All Israel News Staff | September 14, 2022
Trade between Israel and the United Arab Emirates and Bahrain – the two Muslim nations that signed the Abraham Accords with Israel on Sept. 15, 2020 – has grown and flourished in the past two years.
Although still low compared to Israel’s trade with China, the United States or Europe, the volume is trending upwards.
According to Israel’s Ministry of Economic Affairs, trade between Israel and the Gulf countries reached $1.4 billion in the last half year alone, not including the service sector – which adds another $200-300 million – or military exports, which are classified.
In 2021, trade between Israel and the Gulf countries reached about $1.2 billion including services.
Israel’s Ambassador to the United Arab Emirates Amir Hayek estimates that trade between Israel and the UAE will reach as much as $5 billion three years from now. And the free trade agreement signed in May is expected to catapult trade even further to possibly $10 billion in five years. According to the agreement, tariffs will be removed or reduced on 96% of goods traded between the two countries.

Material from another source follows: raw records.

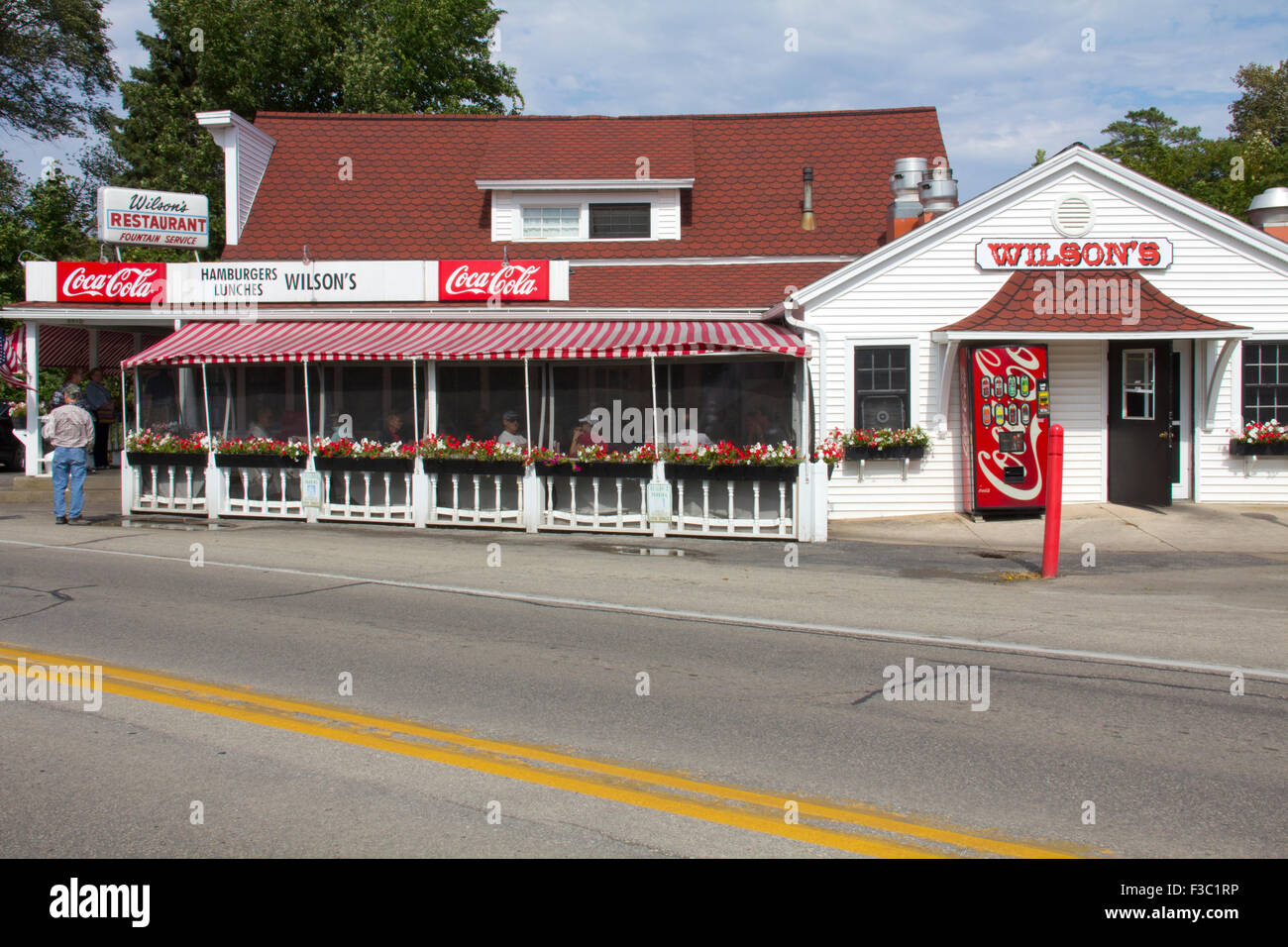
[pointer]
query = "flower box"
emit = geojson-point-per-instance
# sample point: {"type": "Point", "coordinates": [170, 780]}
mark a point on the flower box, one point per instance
{"type": "Point", "coordinates": [471, 467]}
{"type": "Point", "coordinates": [1245, 449]}
{"type": "Point", "coordinates": [261, 460]}
{"type": "Point", "coordinates": [596, 468]}
{"type": "Point", "coordinates": [150, 459]}
{"type": "Point", "coordinates": [732, 472]}
{"type": "Point", "coordinates": [893, 453]}
{"type": "Point", "coordinates": [366, 464]}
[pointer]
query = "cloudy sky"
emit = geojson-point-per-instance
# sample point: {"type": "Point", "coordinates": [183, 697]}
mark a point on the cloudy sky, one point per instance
{"type": "Point", "coordinates": [1006, 77]}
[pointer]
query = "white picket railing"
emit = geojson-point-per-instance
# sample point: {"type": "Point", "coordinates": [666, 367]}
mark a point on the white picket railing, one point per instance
{"type": "Point", "coordinates": [699, 506]}
{"type": "Point", "coordinates": [608, 504]}
{"type": "Point", "coordinates": [166, 488]}
{"type": "Point", "coordinates": [734, 508]}
{"type": "Point", "coordinates": [462, 499]}
{"type": "Point", "coordinates": [356, 500]}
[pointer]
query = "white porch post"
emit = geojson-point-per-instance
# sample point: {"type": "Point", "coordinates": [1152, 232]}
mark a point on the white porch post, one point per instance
{"type": "Point", "coordinates": [33, 440]}
{"type": "Point", "coordinates": [211, 471]}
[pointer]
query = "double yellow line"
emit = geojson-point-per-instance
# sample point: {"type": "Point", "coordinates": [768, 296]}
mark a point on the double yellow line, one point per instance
{"type": "Point", "coordinates": [848, 827]}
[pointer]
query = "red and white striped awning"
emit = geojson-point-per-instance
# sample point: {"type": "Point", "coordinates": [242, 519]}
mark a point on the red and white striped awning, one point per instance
{"type": "Point", "coordinates": [336, 342]}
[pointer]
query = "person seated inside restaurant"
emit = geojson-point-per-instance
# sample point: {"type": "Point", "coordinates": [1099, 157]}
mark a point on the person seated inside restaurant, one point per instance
{"type": "Point", "coordinates": [688, 441]}
{"type": "Point", "coordinates": [583, 436]}
{"type": "Point", "coordinates": [393, 428]}
{"type": "Point", "coordinates": [263, 425]}
{"type": "Point", "coordinates": [510, 434]}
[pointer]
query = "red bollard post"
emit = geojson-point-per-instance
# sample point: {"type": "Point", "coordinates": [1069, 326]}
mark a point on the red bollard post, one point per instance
{"type": "Point", "coordinates": [1055, 486]}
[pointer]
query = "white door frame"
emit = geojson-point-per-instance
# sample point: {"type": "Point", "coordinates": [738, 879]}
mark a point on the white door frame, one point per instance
{"type": "Point", "coordinates": [1184, 425]}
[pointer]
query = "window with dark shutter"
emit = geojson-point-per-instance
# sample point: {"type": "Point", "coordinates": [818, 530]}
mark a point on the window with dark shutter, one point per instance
{"type": "Point", "coordinates": [618, 221]}
{"type": "Point", "coordinates": [881, 386]}
{"type": "Point", "coordinates": [1265, 381]}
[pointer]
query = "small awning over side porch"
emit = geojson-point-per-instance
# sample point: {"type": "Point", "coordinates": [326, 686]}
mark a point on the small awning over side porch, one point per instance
{"type": "Point", "coordinates": [1115, 304]}
{"type": "Point", "coordinates": [1038, 304]}
{"type": "Point", "coordinates": [327, 342]}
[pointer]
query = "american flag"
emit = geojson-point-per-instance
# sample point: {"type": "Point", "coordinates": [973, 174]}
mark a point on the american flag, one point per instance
{"type": "Point", "coordinates": [13, 347]}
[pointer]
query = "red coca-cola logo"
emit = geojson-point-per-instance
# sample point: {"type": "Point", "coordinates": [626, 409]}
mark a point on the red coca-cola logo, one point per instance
{"type": "Point", "coordinates": [110, 282]}
{"type": "Point", "coordinates": [526, 279]}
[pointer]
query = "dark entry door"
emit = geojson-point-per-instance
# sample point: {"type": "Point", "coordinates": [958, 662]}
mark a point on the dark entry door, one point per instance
{"type": "Point", "coordinates": [1140, 423]}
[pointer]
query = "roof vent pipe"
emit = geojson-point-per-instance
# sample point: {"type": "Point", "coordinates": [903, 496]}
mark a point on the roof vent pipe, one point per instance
{"type": "Point", "coordinates": [939, 191]}
{"type": "Point", "coordinates": [1269, 211]}
{"type": "Point", "coordinates": [807, 222]}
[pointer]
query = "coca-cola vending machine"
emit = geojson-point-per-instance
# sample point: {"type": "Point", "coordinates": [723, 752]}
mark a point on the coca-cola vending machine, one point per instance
{"type": "Point", "coordinates": [1006, 415]}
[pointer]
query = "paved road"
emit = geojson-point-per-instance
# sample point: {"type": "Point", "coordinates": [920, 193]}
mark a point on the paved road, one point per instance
{"type": "Point", "coordinates": [750, 716]}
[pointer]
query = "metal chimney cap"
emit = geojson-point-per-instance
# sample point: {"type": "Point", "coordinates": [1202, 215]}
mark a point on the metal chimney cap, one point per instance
{"type": "Point", "coordinates": [1270, 198]}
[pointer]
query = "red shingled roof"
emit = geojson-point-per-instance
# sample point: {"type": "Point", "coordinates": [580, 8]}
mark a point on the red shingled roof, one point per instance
{"type": "Point", "coordinates": [413, 192]}
{"type": "Point", "coordinates": [566, 149]}
{"type": "Point", "coordinates": [1014, 308]}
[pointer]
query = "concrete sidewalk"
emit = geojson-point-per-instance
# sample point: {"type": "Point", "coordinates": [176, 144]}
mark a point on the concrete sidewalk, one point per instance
{"type": "Point", "coordinates": [1184, 527]}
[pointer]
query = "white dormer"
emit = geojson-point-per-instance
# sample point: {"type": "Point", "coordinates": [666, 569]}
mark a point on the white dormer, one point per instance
{"type": "Point", "coordinates": [544, 211]}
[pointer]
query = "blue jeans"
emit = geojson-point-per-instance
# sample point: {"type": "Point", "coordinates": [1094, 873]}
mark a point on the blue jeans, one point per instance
{"type": "Point", "coordinates": [68, 464]}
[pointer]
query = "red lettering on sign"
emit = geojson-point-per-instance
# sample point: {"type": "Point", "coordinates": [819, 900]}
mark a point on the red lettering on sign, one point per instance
{"type": "Point", "coordinates": [1006, 254]}
{"type": "Point", "coordinates": [518, 279]}
{"type": "Point", "coordinates": [110, 282]}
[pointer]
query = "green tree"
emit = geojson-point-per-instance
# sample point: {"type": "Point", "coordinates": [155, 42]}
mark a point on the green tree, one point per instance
{"type": "Point", "coordinates": [1144, 134]}
{"type": "Point", "coordinates": [303, 55]}
{"type": "Point", "coordinates": [1225, 172]}
{"type": "Point", "coordinates": [1263, 105]}
{"type": "Point", "coordinates": [52, 218]}
{"type": "Point", "coordinates": [54, 65]}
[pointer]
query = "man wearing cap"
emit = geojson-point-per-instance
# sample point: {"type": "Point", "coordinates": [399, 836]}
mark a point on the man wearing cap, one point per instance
{"type": "Point", "coordinates": [511, 436]}
{"type": "Point", "coordinates": [583, 436]}
{"type": "Point", "coordinates": [71, 431]}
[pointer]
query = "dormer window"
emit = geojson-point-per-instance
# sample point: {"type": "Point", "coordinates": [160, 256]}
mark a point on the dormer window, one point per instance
{"type": "Point", "coordinates": [552, 223]}
{"type": "Point", "coordinates": [587, 214]}
{"type": "Point", "coordinates": [619, 221]}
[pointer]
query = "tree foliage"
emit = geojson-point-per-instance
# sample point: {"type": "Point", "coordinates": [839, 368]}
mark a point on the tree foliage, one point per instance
{"type": "Point", "coordinates": [1225, 172]}
{"type": "Point", "coordinates": [297, 55]}
{"type": "Point", "coordinates": [1263, 106]}
{"type": "Point", "coordinates": [54, 65]}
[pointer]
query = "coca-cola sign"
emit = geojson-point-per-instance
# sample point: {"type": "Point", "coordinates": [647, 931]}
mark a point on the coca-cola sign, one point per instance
{"type": "Point", "coordinates": [483, 279]}
{"type": "Point", "coordinates": [110, 282]}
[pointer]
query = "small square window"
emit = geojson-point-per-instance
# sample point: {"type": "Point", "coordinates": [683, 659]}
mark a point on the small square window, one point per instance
{"type": "Point", "coordinates": [552, 223]}
{"type": "Point", "coordinates": [881, 386]}
{"type": "Point", "coordinates": [1265, 381]}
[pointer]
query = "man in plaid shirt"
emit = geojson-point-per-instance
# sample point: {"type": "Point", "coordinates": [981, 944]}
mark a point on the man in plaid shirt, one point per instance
{"type": "Point", "coordinates": [71, 431]}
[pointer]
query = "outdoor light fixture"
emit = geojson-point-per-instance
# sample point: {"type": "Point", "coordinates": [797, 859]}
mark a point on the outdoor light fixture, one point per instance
{"type": "Point", "coordinates": [807, 222]}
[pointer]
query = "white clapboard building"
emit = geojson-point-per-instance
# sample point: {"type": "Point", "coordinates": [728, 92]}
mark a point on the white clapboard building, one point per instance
{"type": "Point", "coordinates": [1197, 338]}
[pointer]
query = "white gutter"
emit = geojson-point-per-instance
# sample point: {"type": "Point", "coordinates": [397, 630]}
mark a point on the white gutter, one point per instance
{"type": "Point", "coordinates": [787, 305]}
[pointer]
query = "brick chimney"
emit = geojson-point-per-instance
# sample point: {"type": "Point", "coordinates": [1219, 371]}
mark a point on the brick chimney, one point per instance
{"type": "Point", "coordinates": [1269, 211]}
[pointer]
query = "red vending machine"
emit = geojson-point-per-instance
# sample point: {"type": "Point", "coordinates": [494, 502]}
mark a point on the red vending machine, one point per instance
{"type": "Point", "coordinates": [1006, 414]}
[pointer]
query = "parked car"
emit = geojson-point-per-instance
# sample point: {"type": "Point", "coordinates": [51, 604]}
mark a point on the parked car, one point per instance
{"type": "Point", "coordinates": [12, 453]}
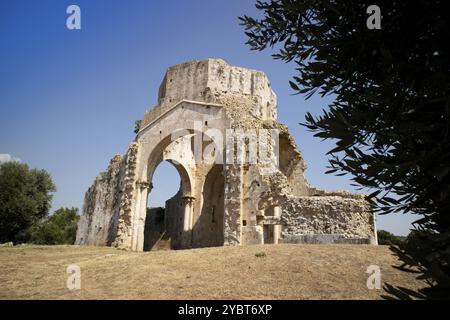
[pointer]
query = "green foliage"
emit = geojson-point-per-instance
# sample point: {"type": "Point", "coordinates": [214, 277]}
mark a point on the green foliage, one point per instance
{"type": "Point", "coordinates": [25, 198]}
{"type": "Point", "coordinates": [391, 114]}
{"type": "Point", "coordinates": [59, 228]}
{"type": "Point", "coordinates": [137, 126]}
{"type": "Point", "coordinates": [387, 238]}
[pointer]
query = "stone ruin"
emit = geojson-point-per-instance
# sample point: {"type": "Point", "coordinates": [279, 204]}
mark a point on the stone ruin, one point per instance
{"type": "Point", "coordinates": [232, 200]}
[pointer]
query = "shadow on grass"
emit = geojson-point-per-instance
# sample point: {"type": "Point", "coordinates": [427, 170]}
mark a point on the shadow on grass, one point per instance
{"type": "Point", "coordinates": [432, 292]}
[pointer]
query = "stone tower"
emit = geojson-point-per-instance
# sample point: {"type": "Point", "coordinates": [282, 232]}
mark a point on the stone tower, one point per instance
{"type": "Point", "coordinates": [242, 175]}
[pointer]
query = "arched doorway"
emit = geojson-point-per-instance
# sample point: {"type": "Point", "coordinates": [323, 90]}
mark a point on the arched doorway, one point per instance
{"type": "Point", "coordinates": [162, 208]}
{"type": "Point", "coordinates": [208, 229]}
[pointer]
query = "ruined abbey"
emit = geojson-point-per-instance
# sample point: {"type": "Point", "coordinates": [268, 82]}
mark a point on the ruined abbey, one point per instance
{"type": "Point", "coordinates": [242, 175]}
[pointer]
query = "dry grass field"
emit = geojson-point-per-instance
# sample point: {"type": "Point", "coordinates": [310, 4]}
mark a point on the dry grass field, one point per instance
{"type": "Point", "coordinates": [252, 272]}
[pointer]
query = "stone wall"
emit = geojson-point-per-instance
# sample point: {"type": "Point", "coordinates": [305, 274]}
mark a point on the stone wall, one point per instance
{"type": "Point", "coordinates": [327, 219]}
{"type": "Point", "coordinates": [235, 202]}
{"type": "Point", "coordinates": [106, 209]}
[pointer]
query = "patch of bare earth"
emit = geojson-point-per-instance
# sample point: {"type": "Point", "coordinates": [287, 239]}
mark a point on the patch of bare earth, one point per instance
{"type": "Point", "coordinates": [282, 272]}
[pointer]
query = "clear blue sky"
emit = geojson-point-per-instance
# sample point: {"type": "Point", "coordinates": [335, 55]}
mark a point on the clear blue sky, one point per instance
{"type": "Point", "coordinates": [68, 99]}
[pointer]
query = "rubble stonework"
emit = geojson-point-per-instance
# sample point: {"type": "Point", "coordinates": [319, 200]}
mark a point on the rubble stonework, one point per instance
{"type": "Point", "coordinates": [230, 201]}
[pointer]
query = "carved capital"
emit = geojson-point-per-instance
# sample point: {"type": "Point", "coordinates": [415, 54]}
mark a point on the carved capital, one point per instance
{"type": "Point", "coordinates": [187, 200]}
{"type": "Point", "coordinates": [144, 185]}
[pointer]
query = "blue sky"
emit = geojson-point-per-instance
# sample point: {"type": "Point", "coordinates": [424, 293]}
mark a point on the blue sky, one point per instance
{"type": "Point", "coordinates": [69, 98]}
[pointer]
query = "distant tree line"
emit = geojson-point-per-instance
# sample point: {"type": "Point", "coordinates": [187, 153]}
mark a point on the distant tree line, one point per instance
{"type": "Point", "coordinates": [25, 200]}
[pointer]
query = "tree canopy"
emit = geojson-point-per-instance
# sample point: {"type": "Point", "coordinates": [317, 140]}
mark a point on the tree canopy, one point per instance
{"type": "Point", "coordinates": [390, 117]}
{"type": "Point", "coordinates": [59, 228]}
{"type": "Point", "coordinates": [25, 198]}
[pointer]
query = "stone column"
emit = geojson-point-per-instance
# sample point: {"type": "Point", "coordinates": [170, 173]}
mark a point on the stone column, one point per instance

“The results of this agreement are very tangible. We are working to expand this cooperation to other countries, in the Middle East, Africa and India. The goal of the Abraham Accords is to bring prosperity to all the inhabitants of this region,” said Emirati Minister of Trade Thani Al Zeyoudi. “Once the results of this agreement can be seen by all, other countries will want to mimic its success.”
According to Ohad Cohen, head of the Foreign Trade Administration in Israel’s Ministry of Economic Affairs, Israel’s trade with the UAE is growing much faster than with other countries.
Nevertheless, unrealistic expectations on the part of Israelis following the Abraham Accords also led to some misunderstandings.
“Many people thought that they would find money trees lining the streets of Abu Dhabi and Dubai,” Cohen said. “Unprecedented numbers of delegations made pilgrimage to the UAE, but many of the participants had no realistic appreciation of what the UAE had to offer.’’
Zeyoudi explained the initial learning curve.
“The Israelis thought that money would flow easily from here, but the fact is that business is business,” Thani Al Zeyoudi, said, referring to the differences in culture and social norms between Israelis and Emiratis. “In order to receive our investments and cooperation, there needs to be a tangible product that has proved itself.”
In fact, some of the most significant investments by the UAE – such as a $10 billion investment fund promised by President Mohammed bin Zayed to former Prime Minister Benjamin Netanyahu – came to a halt because of political chaos and bureaucracy in Israel.
Furthermore, Hayek says that Emiratis are not interested in startups, but prefer to invest in large infrastructure projects, something they haven’t found in Israel perhaps because China runs so many of them.
“They [Emiratis] would, for example, be happy to build an off-shore airport,” Hayek said. “They have experience with that. Or they would invest in creating a new off-shore neighborhood for Tel Aviv, similar to Dubai’s Palm Jumeirah neighborhood.’’
In addition to trade, tourism between the two countries has grown. Almost half a million Israelis visited the UAE since the inception of the Abraham Accords.
In addition, travel agencies in both Europe and the United States now market package tours that include visits to both Israel and the UAE, contributing to a boost in tourism to both countries.